A: Penn has provided me with extraordinary opportunities during my career, and now is my opportunity to give back. It’s my opportunity to mentor young trainees and young faculty members to help them have successful and productive careers. It’s a chance to build new research and clinical programs to advance women’s health, to think creatively about how we can provide high quality care in the future. It’s an exciting time in health care—it’s a challenging time—but the opportunity to impact the future of care that’s going to improve the health and quality of life for women and their families is what’s important to me.

Q: What are some of the big-ticket items on your own plate right now?
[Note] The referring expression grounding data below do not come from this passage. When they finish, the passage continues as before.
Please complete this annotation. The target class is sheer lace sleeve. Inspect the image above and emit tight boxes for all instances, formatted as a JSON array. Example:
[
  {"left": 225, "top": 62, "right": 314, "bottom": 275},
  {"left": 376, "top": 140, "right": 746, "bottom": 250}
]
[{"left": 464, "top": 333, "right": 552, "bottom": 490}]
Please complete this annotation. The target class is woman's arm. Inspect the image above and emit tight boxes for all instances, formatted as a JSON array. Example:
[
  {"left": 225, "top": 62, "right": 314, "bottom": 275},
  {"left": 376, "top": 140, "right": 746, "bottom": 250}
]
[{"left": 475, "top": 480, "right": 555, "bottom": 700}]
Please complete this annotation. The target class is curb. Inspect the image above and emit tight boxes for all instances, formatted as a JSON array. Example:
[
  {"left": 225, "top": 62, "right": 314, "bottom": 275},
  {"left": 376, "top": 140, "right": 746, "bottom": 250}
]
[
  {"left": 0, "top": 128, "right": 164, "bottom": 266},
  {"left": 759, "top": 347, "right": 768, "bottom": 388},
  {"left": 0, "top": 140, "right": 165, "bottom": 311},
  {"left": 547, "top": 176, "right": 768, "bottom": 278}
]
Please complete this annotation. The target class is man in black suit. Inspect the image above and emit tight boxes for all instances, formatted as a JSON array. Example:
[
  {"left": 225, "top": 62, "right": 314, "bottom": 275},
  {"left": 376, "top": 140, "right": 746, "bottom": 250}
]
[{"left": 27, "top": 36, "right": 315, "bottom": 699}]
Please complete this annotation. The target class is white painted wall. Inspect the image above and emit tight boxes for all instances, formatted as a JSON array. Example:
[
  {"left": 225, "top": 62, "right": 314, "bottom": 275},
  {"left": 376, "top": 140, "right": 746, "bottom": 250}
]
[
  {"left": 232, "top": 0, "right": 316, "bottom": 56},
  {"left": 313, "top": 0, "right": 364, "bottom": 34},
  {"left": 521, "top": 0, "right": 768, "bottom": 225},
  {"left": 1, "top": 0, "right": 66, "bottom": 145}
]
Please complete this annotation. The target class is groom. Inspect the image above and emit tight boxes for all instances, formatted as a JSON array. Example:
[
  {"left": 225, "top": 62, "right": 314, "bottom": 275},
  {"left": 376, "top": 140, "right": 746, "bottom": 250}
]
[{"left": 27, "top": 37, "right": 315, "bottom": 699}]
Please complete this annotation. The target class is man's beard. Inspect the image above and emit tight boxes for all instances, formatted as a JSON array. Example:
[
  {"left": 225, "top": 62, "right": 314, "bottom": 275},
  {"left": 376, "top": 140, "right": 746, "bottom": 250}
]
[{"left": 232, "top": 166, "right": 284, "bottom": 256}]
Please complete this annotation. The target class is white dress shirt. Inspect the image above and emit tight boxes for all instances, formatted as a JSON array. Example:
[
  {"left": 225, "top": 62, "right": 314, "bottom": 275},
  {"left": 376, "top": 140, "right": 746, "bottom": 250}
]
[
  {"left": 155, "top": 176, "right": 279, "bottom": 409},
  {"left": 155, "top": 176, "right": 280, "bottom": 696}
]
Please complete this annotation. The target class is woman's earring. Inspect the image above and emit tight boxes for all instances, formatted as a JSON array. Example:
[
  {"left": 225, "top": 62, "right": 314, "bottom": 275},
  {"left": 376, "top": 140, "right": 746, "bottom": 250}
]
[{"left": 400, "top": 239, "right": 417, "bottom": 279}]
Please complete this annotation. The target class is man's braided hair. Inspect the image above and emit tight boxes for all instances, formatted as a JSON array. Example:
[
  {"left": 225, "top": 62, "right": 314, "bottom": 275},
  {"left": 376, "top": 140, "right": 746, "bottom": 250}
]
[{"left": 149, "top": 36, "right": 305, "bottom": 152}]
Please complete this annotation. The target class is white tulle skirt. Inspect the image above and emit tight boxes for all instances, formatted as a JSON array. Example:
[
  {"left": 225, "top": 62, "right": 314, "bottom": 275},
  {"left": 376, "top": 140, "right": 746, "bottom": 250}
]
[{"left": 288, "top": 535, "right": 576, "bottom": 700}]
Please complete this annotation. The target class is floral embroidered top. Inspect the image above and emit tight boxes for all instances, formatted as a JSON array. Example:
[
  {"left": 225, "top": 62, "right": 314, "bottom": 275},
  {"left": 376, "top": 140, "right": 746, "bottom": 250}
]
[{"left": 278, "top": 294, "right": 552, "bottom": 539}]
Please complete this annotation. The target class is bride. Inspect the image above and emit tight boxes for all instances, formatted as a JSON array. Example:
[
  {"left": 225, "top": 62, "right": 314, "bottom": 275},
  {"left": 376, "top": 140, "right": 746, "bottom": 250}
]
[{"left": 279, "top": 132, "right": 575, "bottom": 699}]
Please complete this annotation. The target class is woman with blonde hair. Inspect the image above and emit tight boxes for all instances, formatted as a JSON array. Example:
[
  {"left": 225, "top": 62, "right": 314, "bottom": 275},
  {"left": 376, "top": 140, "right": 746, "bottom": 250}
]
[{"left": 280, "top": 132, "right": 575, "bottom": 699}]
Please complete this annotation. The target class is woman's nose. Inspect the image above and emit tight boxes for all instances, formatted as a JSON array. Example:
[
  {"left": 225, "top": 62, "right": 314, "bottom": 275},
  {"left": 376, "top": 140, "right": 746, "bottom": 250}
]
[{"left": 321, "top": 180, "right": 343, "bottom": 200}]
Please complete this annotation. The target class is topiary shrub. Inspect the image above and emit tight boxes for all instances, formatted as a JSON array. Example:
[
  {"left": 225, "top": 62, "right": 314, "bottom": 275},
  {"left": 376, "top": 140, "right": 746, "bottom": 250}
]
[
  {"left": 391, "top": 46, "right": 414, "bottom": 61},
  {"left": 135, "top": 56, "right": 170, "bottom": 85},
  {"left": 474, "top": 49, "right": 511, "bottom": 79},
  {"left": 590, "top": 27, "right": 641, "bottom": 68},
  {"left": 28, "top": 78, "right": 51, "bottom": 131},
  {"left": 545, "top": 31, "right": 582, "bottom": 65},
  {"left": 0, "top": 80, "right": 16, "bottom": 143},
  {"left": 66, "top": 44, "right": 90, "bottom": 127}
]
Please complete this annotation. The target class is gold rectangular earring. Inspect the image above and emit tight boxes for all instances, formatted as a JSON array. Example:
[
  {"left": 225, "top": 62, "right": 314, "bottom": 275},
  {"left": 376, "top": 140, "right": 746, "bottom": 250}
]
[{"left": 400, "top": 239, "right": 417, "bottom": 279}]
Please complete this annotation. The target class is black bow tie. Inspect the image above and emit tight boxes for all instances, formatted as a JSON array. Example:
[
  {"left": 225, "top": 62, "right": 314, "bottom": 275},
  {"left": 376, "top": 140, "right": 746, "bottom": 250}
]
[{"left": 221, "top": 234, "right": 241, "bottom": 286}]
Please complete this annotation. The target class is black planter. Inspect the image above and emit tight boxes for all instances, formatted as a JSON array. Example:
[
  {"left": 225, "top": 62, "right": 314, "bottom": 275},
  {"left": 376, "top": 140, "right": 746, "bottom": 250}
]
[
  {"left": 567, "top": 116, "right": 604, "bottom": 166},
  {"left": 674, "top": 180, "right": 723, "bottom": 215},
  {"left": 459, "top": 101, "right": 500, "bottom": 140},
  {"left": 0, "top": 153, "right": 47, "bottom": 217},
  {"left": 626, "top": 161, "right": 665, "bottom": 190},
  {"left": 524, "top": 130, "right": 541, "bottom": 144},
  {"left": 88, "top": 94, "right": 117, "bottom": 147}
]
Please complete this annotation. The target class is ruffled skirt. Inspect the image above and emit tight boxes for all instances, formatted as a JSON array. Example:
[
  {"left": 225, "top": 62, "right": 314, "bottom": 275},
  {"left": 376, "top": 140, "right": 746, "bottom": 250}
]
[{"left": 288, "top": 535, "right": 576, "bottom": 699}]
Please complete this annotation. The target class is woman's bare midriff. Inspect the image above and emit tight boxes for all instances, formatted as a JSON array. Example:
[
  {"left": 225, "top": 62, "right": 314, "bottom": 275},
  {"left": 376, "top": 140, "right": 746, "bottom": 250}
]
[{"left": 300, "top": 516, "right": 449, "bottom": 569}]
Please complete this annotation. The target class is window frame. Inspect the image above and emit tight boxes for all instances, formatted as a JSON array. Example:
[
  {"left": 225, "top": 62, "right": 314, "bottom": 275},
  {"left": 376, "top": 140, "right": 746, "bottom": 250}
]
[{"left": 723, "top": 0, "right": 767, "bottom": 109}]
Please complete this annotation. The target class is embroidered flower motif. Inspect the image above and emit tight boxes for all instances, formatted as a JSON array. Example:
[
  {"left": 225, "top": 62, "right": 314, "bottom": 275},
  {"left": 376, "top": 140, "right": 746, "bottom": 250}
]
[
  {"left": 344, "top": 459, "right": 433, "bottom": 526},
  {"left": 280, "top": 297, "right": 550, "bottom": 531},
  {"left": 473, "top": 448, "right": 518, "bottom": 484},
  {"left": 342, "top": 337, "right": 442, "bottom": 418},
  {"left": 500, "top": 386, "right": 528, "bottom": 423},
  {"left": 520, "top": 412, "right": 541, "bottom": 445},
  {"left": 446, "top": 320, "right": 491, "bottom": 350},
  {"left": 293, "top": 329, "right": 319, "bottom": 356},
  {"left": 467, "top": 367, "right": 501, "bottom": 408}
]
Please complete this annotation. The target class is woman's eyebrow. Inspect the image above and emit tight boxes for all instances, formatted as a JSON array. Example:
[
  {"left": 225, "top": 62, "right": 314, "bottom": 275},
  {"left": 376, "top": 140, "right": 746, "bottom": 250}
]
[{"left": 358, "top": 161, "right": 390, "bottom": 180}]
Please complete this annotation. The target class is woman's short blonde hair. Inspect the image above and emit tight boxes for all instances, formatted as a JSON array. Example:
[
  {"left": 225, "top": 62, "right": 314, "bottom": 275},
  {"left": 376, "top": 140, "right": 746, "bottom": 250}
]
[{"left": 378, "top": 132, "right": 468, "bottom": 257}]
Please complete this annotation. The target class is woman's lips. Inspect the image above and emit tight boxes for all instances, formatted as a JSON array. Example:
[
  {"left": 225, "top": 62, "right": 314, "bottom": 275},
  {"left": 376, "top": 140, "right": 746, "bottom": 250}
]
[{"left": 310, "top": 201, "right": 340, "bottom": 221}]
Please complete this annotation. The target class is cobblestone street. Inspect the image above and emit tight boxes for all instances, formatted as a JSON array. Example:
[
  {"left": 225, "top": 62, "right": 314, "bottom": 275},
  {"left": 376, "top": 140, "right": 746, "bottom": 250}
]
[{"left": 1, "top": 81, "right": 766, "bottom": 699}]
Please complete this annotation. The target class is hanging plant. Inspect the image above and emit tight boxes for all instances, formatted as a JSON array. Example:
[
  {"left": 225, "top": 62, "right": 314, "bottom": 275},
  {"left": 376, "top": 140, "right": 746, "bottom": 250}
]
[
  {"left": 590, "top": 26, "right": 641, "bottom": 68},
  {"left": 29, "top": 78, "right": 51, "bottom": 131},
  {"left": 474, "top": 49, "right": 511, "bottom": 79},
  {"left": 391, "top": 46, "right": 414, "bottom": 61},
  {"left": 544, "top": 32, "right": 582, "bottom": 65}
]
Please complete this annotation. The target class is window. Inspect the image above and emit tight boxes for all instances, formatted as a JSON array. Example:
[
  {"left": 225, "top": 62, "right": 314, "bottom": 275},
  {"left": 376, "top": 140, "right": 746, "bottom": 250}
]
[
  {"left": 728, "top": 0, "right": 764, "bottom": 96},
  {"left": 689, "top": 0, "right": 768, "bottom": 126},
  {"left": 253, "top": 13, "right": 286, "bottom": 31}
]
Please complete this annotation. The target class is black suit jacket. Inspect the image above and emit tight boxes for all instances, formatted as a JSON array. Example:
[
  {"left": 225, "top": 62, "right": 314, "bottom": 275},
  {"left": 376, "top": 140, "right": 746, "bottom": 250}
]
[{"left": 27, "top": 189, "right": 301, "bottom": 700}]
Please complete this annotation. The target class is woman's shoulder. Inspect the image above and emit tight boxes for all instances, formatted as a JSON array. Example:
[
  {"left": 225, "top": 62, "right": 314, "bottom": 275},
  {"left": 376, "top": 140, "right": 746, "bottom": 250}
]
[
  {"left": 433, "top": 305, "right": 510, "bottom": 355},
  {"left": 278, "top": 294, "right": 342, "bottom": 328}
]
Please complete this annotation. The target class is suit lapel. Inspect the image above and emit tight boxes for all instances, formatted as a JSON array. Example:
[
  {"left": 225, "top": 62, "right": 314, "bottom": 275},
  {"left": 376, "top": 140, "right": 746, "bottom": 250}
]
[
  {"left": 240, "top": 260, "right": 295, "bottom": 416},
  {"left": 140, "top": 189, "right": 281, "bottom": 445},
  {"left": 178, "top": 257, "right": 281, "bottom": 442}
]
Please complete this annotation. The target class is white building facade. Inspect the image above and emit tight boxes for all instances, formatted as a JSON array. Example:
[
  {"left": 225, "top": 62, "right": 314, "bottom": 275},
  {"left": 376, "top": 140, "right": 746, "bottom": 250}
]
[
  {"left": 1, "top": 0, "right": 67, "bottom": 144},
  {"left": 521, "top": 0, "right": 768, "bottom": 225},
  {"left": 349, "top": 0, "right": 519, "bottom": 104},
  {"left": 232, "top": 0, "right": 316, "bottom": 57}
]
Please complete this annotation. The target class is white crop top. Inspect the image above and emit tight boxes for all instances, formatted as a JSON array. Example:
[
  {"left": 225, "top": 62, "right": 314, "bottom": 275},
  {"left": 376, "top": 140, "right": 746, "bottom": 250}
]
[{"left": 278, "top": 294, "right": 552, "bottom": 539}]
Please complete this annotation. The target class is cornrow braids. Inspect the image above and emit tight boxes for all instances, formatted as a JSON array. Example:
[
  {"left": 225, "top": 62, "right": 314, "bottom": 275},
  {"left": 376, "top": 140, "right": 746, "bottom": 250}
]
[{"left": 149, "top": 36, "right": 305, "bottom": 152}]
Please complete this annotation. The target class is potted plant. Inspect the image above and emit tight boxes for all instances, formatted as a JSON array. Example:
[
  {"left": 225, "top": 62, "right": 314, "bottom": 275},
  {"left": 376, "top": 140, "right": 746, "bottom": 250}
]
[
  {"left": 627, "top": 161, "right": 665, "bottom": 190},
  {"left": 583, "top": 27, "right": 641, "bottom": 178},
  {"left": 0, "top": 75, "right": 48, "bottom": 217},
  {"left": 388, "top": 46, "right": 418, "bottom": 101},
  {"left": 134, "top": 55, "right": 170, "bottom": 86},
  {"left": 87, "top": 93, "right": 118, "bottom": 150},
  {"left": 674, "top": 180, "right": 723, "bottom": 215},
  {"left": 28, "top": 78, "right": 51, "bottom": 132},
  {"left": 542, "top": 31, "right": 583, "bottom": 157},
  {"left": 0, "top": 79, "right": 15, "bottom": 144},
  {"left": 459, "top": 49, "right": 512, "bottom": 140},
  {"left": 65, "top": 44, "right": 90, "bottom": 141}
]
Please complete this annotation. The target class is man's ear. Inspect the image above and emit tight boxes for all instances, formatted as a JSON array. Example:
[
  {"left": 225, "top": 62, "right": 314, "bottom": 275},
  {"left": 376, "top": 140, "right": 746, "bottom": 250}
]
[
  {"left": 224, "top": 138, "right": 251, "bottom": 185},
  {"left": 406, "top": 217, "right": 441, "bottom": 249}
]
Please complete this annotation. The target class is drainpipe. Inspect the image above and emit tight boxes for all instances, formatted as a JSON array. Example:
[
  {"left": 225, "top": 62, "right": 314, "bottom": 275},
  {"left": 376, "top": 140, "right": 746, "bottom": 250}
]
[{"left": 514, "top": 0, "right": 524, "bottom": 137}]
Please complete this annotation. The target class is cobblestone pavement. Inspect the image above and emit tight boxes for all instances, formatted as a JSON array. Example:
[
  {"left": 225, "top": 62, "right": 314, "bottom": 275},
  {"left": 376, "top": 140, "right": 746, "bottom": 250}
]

A: One of our biggest initiatives right now is to develop a trans-disciplinary research program on preterm birth. We’re pulling together a team of investigators from across the University—medicine, engineering, microbiology, physiology, nutrition science, genetics, Wharton—to start to think differently about what causes preterm birth. And this could be very exciting for us here at Penn—we’re hoping to become a national center for research on preterm birth. Preterm birth is a major public health problem. One in every eight babies is born prematurely in this country, and here in Philadelphia, it’s even higher. All of our approaches to treat preterm birth have fallen short of what we’d like to achieve. So we need to really understand the mechanisms of preterm birth in order to reduce the preterm birth rates in this country. The rates are starting to decline nationally, but they’re still high. Preterm birth is associated with significant infant morbidity and mortality, and there is a national imperative led by the March of Dimes to reduce the preterm birth rates in this country. If we understand, then hopefully we can design more effective interventions to prevent preterm birth.

Q: Pregnancy is such an intimate life event. Have you ever found yourself becoming attached to your patients, and vice versa?
A: That’s the nice thing about ob/gyn because you will establish a meaningful and often long-lasting relationship with your patients. Sometimes you first meet a patient when they’re a teenager or a college student, and then you have the opportunity to follow them through their reproductive years, deliver their children, and then care for them during their post-reproductive years, so really, a lifetime. It’s not just the woman you care for—but you often get to know their families, and for some of us, if you’re here long enough, you’ll also get to take care of the next generation. It’s not uncommon to be taking care of a mother and her daughter at the same time. It’s really very special. I look back on what we’ve accomplished and I’m very proud of the department. The level of engagement and commitment from a very talented faculty makes my job pleasurable. Together, we are making a difference in women’s health care.